Morrow & Benjamin Ltd v Whittington [1989] 3 NZLR 122 is a case involving the enforceability of a debt incurred by a 17-year-old minor.

==Background==
Morrow & Benjamin Ltd, a stockbroker, opened up an account for the then 15-year-old Whittington to purchase shares during the stock market boom on the mid-1980s.

While initially his credit limit was set at $3,000, it was later increased to $12,000. That being said, the now 17-year-old ignored this credit limit and the stockbroker allowed him to purchase shares worth $36,000 on the eve of the 1987 share-market crash, which were a few months later only worth $4,000.

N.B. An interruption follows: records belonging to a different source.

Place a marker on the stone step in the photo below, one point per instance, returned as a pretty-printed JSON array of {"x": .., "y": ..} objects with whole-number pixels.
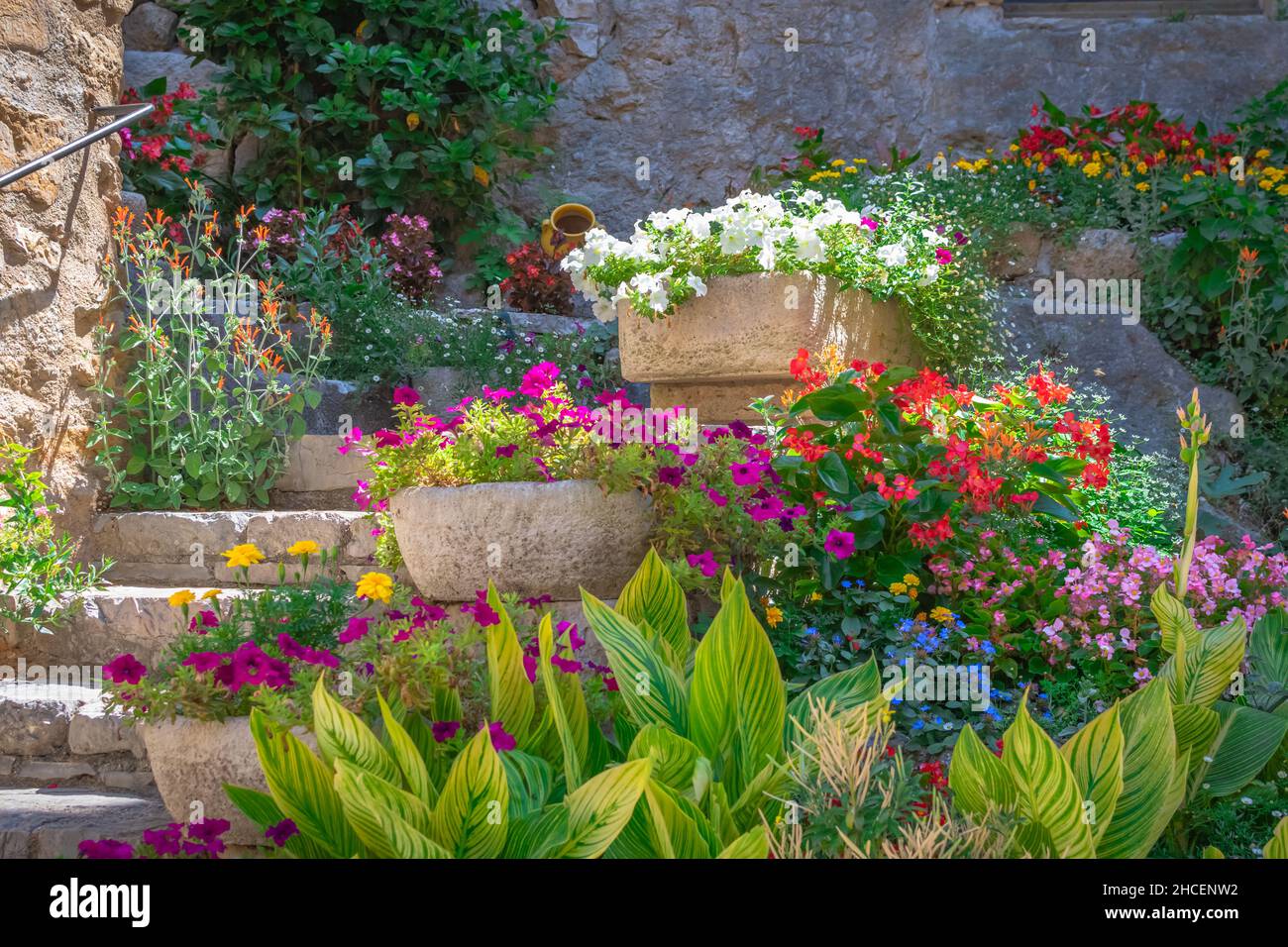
[
  {"x": 42, "y": 822},
  {"x": 168, "y": 548},
  {"x": 56, "y": 733}
]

The plaintiff then wanted him to pay his credit account of $30,250, however Whittington had no means to pay the debt.

==Held==
While the defendant was sufficiently close to being 18 for the court to exercise its discretion to rule that the minor be liable for this debt, due to the fact that the plaintiff ignored its own credit control procedures, that it viewed the defendant at the time as being "casual and arrogant", and that the purchases were highly speculative in nature, the court held that the account was unreasonable, and so refused to make an order under section 6 of the Minors Contract Act for the debt to be repaid.